Когда Марина Цветаева, наконец, подходит к раскрытию тайны красной комнаты, она увеличивает масштабы этой тайны, включив в нее весь райский мир своего детства: «Но что же тайна красной комнаты? Ах, весь дом был тайный, весь дом был — тайна! Запретный шкаф. Запретный плод. Этот плод — том, огромный сине-лиловый том с золотой надписью вкось — Собрание сочинений А. С. Пушкина».

 А. С. Пушкин Марины Цветаевой был тайным, потому что он ее «заразил любовью. Словом — любовь», а именно — трагической любовью Татьяны и Онегина. Их любовь пробудила в ней тайное желание, которое она скрывала от матери, не догадывавшейся, что она «не в Онегина влюбилась, а в Онегина и Татьяну (и, может быть, в Татьяну немножко больше), в них обоих вместе, в любовь». Цветаева продолжает: «И ни одной своей вещи я потом не писала, не влюбившись одновременно в двух (в нее — немножко больше), не в них двух, а в их любовь»12.

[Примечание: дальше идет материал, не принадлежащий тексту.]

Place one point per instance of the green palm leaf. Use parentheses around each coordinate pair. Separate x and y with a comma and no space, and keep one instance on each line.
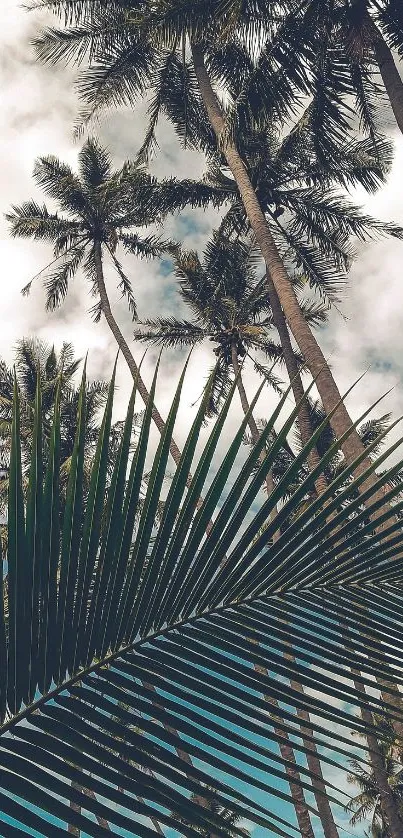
(133,651)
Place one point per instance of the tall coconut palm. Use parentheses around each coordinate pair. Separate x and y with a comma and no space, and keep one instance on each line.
(310,221)
(230,309)
(352,47)
(100,210)
(366,804)
(86,649)
(129,52)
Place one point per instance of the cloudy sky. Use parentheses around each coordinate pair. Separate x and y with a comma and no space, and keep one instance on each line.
(38,111)
(38,108)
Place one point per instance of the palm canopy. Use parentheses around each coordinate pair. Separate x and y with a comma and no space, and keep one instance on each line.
(125,625)
(230,308)
(311,220)
(261,56)
(99,207)
(366,804)
(35,360)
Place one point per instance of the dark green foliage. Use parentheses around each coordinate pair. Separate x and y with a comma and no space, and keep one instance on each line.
(119,641)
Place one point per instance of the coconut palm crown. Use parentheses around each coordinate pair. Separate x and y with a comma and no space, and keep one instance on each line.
(130,645)
(230,309)
(100,209)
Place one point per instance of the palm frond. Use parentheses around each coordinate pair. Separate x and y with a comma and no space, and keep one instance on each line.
(168,619)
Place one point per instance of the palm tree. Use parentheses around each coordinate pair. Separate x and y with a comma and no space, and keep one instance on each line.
(230,309)
(367,803)
(35,360)
(97,623)
(100,208)
(131,52)
(311,224)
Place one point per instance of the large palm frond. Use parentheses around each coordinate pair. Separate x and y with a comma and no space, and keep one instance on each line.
(129,647)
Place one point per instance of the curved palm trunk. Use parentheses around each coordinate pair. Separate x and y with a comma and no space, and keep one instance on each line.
(297,793)
(304,419)
(352,447)
(251,421)
(287,753)
(124,348)
(387,68)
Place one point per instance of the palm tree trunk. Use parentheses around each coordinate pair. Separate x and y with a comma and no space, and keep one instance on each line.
(352,447)
(387,68)
(323,806)
(297,793)
(251,421)
(304,419)
(287,753)
(124,348)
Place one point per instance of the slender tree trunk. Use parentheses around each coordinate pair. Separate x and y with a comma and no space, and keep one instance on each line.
(124,348)
(297,792)
(387,68)
(352,447)
(319,788)
(287,753)
(251,421)
(304,419)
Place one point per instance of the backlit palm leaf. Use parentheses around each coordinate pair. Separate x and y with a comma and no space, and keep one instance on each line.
(127,647)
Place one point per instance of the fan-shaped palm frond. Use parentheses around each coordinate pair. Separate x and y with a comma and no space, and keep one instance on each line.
(128,646)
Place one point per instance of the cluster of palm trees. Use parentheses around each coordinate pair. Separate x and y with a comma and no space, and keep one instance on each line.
(118,603)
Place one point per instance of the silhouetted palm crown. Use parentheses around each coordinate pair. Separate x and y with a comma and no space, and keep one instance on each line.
(97,205)
(230,308)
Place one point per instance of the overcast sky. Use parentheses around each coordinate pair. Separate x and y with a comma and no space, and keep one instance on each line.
(38,112)
(38,108)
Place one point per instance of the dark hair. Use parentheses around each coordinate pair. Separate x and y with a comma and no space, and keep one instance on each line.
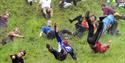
(23,52)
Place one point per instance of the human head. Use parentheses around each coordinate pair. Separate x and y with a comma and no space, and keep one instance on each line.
(49,23)
(22,53)
(6,15)
(66,40)
(93,18)
(117,15)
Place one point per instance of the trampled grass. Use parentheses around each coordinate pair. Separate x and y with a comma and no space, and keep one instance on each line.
(29,20)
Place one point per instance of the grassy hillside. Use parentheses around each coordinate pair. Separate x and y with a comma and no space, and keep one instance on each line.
(29,20)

   Цветаева  так и пронесла через всю жизнь, с детства и до зрелости, образ своего А. С. Пушкина, который соответствовал большинству требований, предъявляемых ею к правдивому, бессмертному русскому поэту.  
 
 
 
 
 
 
 
 
 
 
 
 
 
 
 
 

«Наталья  Гончарова»

  «Тайна белой жены» 

 Важная  сторона жизни А. С. Пушкина, которая не входила в состав детского Пушкина Марины Цветаевой — это его отношения с Натальей Гончаровой. Марина Цветаева рассматривает любовь к ней А. С. Пушкина в очерке 1929 года «Наталья Гончарова». Это действительно целое исследование, «тайна белой жены», или тайна жены-«пробела».

   Марина  Цветаева начинает с утверждения о существовании трех Пушкиных и задается вопросом, за которого из трех вышла замуж Гончарова. «Есть три Пушкина: Пушкин — очами любящих (друзей, женщин, стихолюбов, студенчества), Пушкин — очами любопытствующих (всех тех, последнюю сплетню о нем ловивших едва ли не жаднее, чем его стих), Пушкин — очами судящих (государь, полиция, Булгарин, иксы, игреки — посмертные отзывы) и, наконец, Пушкин — очами будущего — нас». М. И. Цветаева убеждена в том, что Гончарова вышла замуж «во всяком случае, не за первого и тем самым уже не за последнего... Может быть, за второго — Пушкина сплетен — и — как ни жестоко сказать — вернее всего, за Пушкина очами суда, Двора».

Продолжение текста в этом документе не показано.